The term ‘asylum seeker’ applies to person who has applied for refugee status with the UK Border Agency (UKBA) and is awaiting their decision. Solicitors should be appointed to manage the application being made to the UKBA. A person will be granted refugee status if the definition in the 1951 UN Convention Relating to the Status of Refugees (UN Convention) applies to their situation.
The UN Convention defines a refugee as a person who has left their country and has a reason to fear persecution in their country because of their race, religion, nationality, or member of a particular social group or political opinion.The UKBA also will consider a person’s rights under the European Convention on Human Rights (ECHR) and whether they will be violated if the person is returned to their country. A solicitor can relate the terms of the ECHR to any application for asylum. The ECHR protects a person’s right to be safe from torture, the death penalty, and unlawful or degrading treatment.
If asylum seeker faces a real risk of this treatment if they return to their country, they will be granted refugee status. If an asylum seeker does not qualify as a refugee, they still may be granted humanitarian protection if there are sufficient humanitarian reasons and this will enable them to remain in the UK. Solicitors acting for the refugee will be able to make these applications to the court.
A person seeking refugee status must apply to the UKBA when they enter the UK. The application process under asylum and immigration law has six stages. The first is the screening interview where the asylum seeker will be asked for their basic details. They are then assigned a case owner who is responsible for conducting further interviews.
The third stage is the initial meeting between the case owner and the asylum seeker. The fourth stage is the asylum interview.
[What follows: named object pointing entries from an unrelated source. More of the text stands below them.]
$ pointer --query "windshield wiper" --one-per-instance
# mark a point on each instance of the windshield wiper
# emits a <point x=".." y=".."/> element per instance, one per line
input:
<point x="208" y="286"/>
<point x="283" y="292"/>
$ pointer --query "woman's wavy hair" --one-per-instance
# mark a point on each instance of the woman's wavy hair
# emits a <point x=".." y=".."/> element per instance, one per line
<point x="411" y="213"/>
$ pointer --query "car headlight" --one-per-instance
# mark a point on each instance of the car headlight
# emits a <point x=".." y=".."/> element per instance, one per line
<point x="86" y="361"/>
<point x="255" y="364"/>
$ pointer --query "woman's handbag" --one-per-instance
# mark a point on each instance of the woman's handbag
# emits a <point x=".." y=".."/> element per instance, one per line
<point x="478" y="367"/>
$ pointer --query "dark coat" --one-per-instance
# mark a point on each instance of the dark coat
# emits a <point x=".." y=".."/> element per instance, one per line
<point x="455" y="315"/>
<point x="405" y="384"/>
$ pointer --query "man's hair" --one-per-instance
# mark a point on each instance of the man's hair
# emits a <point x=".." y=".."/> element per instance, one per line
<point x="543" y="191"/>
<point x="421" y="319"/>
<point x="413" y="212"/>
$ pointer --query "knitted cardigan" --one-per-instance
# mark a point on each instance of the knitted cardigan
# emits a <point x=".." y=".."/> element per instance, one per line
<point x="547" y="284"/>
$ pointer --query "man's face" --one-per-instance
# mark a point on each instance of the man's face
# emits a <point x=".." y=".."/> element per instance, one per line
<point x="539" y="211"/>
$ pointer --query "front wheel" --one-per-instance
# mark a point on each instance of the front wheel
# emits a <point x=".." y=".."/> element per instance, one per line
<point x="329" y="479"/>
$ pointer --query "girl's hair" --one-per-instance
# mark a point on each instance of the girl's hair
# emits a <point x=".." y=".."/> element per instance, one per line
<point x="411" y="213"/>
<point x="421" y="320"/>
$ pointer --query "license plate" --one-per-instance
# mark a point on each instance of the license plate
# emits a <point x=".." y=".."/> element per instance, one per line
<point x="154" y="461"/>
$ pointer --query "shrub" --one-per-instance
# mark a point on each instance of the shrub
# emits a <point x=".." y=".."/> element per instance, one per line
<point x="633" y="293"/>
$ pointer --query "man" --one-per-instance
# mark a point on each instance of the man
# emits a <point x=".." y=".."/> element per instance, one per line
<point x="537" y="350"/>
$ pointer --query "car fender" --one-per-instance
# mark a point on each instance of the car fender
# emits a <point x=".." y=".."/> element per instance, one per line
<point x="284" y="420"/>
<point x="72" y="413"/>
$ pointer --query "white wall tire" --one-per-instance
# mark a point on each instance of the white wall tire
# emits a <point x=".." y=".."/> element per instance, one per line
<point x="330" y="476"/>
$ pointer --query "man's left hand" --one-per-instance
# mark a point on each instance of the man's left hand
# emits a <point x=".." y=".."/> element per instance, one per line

This is an important stage as the asylum seeker can put forward their reasons for claiming asylum and present any evidence they may have. An asylum seeker is advised to have contact with an immigration solicitor prior to their asylum interview.
They must then wait for the case owner’s decision. The sixth stage is the appeal. Asylum seekers have the right to appeal the case owner’s decision in the Asylum and Immigration Tribunal. If an appeal is to be made, the legal advice from a solicitor is highly recommended.
Asylum seekers have rights under UK civil law. They are entitled to free health care, housing and financial support if they meet the requirements, and legal representation by an immigration solicitor. In addition, they have the right to not be discriminated against because of their asylum seeker status. If any discrimination is alleged, a solicitor can make a formal complaint on behalf of the asylum seeker.